Это… фиктивная свобода. На мгновение. Минутное мнимое комическое освобождение от часового механизма американской жизни. «Выходные» пять минут для психики, в то время как сам зритель не перестает быть прикованным к вороту машины8.

Но эта же ситуация – одновременно и символ метода Диснея. Ибо всем строем приемов, темами и сюжетами Дисней все время дает нам прописи для мышления фольклорного, мифологического, пралогического, какого угодно, – но во всем отрицающего, отпихивающего <логику>, отмахивающегося от логистики, формальной логики, логического «футляра».

Возьмем другой пример. Кто снова в глупом положении в фильме о рецептах на самообладание? Тот, кто владеет собою, кто, вместо того чтобы дать волю импульсам, послушно повторяет рецепт, передаваемый по радио, и смиренно отсчитывает 1, 2, 3». до десяти.

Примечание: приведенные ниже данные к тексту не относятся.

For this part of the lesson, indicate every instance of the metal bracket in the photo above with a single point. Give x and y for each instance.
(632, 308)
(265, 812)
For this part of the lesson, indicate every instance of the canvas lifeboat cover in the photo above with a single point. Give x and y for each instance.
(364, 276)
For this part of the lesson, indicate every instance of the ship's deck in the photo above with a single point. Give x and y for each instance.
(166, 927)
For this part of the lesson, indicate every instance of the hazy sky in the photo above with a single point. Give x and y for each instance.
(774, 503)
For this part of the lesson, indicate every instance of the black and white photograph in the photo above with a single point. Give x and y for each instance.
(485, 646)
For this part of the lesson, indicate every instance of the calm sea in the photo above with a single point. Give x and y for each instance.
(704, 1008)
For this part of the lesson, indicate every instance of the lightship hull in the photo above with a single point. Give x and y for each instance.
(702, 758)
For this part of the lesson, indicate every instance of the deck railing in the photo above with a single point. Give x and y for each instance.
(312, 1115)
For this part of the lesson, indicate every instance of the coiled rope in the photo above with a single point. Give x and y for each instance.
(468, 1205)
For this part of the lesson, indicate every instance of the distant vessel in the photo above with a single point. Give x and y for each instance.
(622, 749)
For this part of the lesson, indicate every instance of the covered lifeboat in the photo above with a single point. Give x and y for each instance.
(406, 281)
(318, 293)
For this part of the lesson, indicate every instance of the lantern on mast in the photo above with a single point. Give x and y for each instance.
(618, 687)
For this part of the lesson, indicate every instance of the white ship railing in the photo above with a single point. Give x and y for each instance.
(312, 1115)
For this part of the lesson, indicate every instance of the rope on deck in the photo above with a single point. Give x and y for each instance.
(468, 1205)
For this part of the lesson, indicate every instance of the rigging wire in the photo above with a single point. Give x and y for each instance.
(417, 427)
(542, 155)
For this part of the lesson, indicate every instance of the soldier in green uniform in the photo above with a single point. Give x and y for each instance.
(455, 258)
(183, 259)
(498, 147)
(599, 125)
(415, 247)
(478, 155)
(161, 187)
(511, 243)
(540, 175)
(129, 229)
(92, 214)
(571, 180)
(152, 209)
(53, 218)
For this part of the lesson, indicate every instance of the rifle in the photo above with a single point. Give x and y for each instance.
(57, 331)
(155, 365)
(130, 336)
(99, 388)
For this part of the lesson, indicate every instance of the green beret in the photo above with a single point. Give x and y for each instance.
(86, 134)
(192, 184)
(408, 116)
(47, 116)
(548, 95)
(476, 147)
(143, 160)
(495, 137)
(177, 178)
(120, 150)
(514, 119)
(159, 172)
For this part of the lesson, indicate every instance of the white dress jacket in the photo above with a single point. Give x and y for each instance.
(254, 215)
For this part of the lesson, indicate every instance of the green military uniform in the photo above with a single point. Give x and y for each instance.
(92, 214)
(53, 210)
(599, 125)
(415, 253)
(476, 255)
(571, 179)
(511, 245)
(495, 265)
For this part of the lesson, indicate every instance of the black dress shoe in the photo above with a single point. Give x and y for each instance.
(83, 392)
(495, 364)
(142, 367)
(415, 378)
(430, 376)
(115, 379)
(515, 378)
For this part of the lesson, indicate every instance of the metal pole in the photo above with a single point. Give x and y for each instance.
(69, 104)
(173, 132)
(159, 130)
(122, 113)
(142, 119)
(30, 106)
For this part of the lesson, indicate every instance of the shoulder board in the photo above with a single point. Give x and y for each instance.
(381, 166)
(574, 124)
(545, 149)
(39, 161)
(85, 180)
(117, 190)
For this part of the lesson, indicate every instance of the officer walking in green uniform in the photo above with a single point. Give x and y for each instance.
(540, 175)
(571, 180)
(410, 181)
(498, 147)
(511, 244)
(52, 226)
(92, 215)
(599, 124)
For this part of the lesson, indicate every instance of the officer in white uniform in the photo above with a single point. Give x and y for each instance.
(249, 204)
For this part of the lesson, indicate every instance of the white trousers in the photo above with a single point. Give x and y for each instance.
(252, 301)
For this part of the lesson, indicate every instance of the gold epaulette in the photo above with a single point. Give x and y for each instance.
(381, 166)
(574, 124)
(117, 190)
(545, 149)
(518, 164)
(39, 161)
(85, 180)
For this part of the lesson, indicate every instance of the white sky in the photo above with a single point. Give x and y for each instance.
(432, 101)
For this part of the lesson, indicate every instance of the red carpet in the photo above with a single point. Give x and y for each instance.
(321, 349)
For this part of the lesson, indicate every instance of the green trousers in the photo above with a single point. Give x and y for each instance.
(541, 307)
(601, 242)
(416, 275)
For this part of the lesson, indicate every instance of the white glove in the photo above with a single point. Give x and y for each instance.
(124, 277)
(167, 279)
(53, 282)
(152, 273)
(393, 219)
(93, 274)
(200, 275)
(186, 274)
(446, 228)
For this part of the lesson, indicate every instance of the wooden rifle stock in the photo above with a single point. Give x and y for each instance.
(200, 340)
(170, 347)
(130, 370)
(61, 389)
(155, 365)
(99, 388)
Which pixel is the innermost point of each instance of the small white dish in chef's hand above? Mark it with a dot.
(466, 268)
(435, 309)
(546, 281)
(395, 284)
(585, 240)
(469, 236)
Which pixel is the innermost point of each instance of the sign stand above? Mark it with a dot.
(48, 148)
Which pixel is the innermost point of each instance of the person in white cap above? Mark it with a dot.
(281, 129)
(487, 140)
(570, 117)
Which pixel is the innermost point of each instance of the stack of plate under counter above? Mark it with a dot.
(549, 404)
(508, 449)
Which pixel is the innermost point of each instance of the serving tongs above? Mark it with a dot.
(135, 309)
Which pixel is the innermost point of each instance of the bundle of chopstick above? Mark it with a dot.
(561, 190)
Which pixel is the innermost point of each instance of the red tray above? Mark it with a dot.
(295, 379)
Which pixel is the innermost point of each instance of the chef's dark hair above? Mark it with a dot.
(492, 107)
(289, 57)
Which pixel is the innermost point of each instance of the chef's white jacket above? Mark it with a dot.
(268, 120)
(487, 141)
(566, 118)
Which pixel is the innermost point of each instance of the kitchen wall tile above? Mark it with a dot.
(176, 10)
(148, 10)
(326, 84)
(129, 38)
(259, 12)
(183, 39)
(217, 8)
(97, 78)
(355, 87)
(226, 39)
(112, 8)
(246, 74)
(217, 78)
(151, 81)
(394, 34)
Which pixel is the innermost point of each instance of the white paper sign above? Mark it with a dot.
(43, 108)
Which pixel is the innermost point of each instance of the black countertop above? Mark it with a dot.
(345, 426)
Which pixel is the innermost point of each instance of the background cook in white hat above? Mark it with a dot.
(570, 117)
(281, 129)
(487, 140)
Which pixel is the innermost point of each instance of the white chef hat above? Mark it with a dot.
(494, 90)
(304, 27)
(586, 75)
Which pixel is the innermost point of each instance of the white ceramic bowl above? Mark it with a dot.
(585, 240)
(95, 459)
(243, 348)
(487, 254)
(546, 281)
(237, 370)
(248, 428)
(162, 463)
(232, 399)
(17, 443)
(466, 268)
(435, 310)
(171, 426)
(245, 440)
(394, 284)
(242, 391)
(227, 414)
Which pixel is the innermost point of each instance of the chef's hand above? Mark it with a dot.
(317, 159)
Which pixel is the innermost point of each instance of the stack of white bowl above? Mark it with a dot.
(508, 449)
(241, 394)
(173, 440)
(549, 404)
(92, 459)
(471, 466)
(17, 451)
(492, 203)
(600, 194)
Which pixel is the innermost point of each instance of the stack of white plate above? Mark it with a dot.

И с каким наслаждением Селезень-Дональд разбивает эту машинку самодисциплины и самообладания – радиоприемник, после того как на протяжении самой картинки испытал тысячу и одну невзгоду, ибо тормозил в ней свою непосредственность и волей старался сковать и поработить ее в угоду лицемерно-ханжескому голоску из радиоприемника, призывавшему к чисто христианской добродетельности порабощения собственной индивидуальности. Каким разливом патоки течет подобная проповедь по Соединенным

Штатам – бесчисленными церквами, братствами, проповедями, листками, обществами! Как силен по Америке Армии Спасения и последователей Мэри Беккер Эдди («Крисчиен сайенс») и Эми Макферсон9 этот елейный призыв: добродетелями румянить оковы, наложенные социальным порядком на жизнь и быт вольного народа!

Дисней не входит в корни. Но развлекается и развлекает, издевается и веселит – белкой перескакивая с ветки на ветку где-то в самых верхушках явлений, не заглядывая вниз, в первоистоки, в причины и поводы, в условия и предпосылки.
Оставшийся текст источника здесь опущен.